If you can post a sample of the kind of stream data you expect, we may be able to help more.
This is an example of some of the data (It is only the numbered parts that are of interest), which is from a laser scanning survey instrument and therefore the measurements / point positions are definitely of importance, hence the need to retain the precision.
This is the header to the file.
9001
(This is the number of columns of points)
2458
(This is the number of rows of points)
7.960000 -13.215000 -0.011000
(Transformation Parameter)
0.989940 -0.141451 0.003366
(First line of 3x3 matrix)
0.141451 0.989945 0.000144
(second line of 3x3 matrix)
-0.003352 0.000333 0.999994
(third line of 3x3 matrix)
0.989940 -0.141451 0.003366 0
(First line of 4x4 matrix)
0.141451 0.989945 0.000144 0
(second line of 4x4 matrix)
-0.003352 0.000333 0.999994 0
(third line of 4x4 matrix)
7.960000 -13.215000 -0.011000 1
(fourth line of 4x4 matrix)
These are the the point strings (There will be 9001 x 2458 points):
-9.2170000 -2.1182499 -0.0927500 0.0460975 177 189 175
(X, Y, Z, Intensity (0-1), R, G, B (0-255))
-9.2165003 -2.1055000 -0.0882500 0.0445106 179 191 177
-9.2170000 -2.0977499 -0.0802500 0.0510414 180 193 176
-9.2165003 -2.0977499 -0.0900000 0.0482490 177 191 174
-9.2172499 -2.0952499 -0.0795000 0.0500038 179 192 175
-9.2180004 -2.0955000 -0.0827500 0.0497139 179 192 175
-9.2172499 -2.0952499 -0.0860000 0.0493172 178 191 174......
And what were the results when using zip files?
The result of using a .zip on a 198.9MB file was to compress it to 43.8MB. This isn't bad, but I would like to achieve better.

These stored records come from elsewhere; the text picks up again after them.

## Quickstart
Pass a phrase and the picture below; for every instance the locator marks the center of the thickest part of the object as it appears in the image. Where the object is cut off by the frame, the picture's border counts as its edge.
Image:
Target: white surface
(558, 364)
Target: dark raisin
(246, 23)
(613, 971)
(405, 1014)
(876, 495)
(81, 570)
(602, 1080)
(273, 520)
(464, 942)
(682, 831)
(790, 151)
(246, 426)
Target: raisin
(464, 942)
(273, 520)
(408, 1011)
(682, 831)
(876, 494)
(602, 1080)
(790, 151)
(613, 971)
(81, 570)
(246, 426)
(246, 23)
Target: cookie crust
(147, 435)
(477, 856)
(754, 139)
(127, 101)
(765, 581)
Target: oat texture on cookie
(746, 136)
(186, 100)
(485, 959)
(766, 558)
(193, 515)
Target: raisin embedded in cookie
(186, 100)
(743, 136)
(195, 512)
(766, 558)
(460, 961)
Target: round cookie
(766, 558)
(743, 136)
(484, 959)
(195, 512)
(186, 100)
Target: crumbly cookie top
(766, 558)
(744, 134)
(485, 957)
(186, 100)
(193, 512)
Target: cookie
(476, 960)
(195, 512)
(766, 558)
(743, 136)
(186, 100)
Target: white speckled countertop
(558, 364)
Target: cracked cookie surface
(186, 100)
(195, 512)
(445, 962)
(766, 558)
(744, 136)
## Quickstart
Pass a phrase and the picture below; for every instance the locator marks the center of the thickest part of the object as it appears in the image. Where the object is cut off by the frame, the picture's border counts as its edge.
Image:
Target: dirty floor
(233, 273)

you still haven't provided any real-world numbers for the amount of compression you hope to achieve
I am looking to achieve between 5 -10% of the original size. If there are ways to reduce it to lower than 5 % than great, but I suspect there isn't.
If it takes 1 millisecond too long to send, is it a hard real-time failure? Is it just annoying? What are the actual consequences? Be specific, even if you have to give a specific range.

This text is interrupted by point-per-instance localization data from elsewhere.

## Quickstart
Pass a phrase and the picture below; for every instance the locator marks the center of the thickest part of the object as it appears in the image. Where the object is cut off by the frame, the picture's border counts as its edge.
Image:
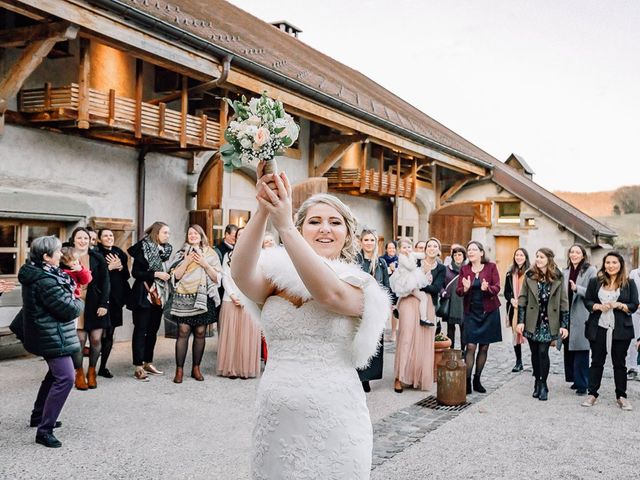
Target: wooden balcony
(371, 182)
(122, 118)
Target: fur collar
(279, 270)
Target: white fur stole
(279, 269)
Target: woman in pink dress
(239, 334)
(414, 347)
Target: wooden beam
(83, 83)
(331, 159)
(117, 32)
(137, 128)
(184, 110)
(363, 167)
(455, 188)
(19, 37)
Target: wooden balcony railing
(107, 109)
(381, 183)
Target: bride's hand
(278, 203)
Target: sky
(555, 81)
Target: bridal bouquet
(259, 130)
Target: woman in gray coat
(576, 346)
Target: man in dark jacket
(48, 313)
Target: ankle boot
(544, 391)
(81, 381)
(536, 389)
(195, 373)
(91, 378)
(477, 386)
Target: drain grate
(432, 403)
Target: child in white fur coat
(408, 278)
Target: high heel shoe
(195, 373)
(397, 386)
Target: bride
(322, 317)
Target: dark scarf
(156, 254)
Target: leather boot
(477, 386)
(81, 381)
(544, 391)
(195, 373)
(178, 377)
(536, 389)
(91, 378)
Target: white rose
(262, 137)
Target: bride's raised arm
(322, 282)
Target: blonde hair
(348, 252)
(204, 241)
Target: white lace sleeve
(375, 313)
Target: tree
(628, 199)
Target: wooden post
(161, 112)
(112, 106)
(138, 112)
(83, 82)
(184, 103)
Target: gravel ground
(512, 435)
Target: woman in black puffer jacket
(49, 310)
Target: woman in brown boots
(196, 273)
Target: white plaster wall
(101, 175)
(546, 233)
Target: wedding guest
(197, 273)
(576, 347)
(118, 267)
(148, 295)
(95, 317)
(49, 309)
(543, 315)
(239, 334)
(377, 268)
(414, 348)
(455, 313)
(611, 300)
(479, 283)
(512, 287)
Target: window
(15, 239)
(509, 212)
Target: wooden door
(505, 246)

A longer tansmission period will not affect any engineering process (your 1 millisecond concept) but will affect a human decision making process, and will also affect the next available time slot to send further data, thereby having a knock on effect. Hence, whilst it does not have to be transmitted to the millisecond there are still significant benefits in transmitting it as quickly as possible, although the world will not explode if it is a second late.
How many bits or decimal digits is "decent" precision?
Well this all depends on the type of points being sent. The example given above is a good indication of the decimal size. However, if the points are on a different co-ordinate system the X & Y numbers can be larger, something like 500000.000, 180000.000.
I'm not sure if you're being vague because you haven't thought about these things, or because you're not sure what values to use. But if you're trying to solve a problem using computers, then accuracy and precision are important almost everywhere. Not just in specifying the accuracy and precision of numeric data, but accurately and precisely defining the problem that needs to be solved.
Point well made. I am perhaps not fully aware of the options to produce precision. I would ideally like a double to represent each value, but that would be quite costly size wise I imagine. Floats are the next best option. I also need to reconstruct the file correctly on decompression, with all the spaces and return values correctly placed. I'm not really sure how to achieve this yet. Any suggestions?
The simplest thing is to start with basic C programming, using basic functions like scanf(). That's more than enough to parse numbers from text into binary, at which point you can count the number of bytes, or fwrite() them to a file, or whatever
. This is great. Gives me somewhere to start out and learn a bit more about the binary angle. And it is compatible with the Cocoa, XCode route I want to take. Much appreciated.
I'm unclear about the necessity of Objective-C for this. Is it because you're trying to make a library that can be used by another program? What's the overall strategy, and where does "compress a gazillion numbers" fit into it?
I'm programming in XCode and really only have experience in Obj C, so I was hoping to keep to that track if poss, rather than meander into loads of different languages, as I am doing this as something more of a hobby, and can't commit thousands of hours to learning many languages.
Thanks for the help so far guys, and I do appreciate you trying to get a handle on this to help me out. I'll try to be more thorough in future posts. Thanks.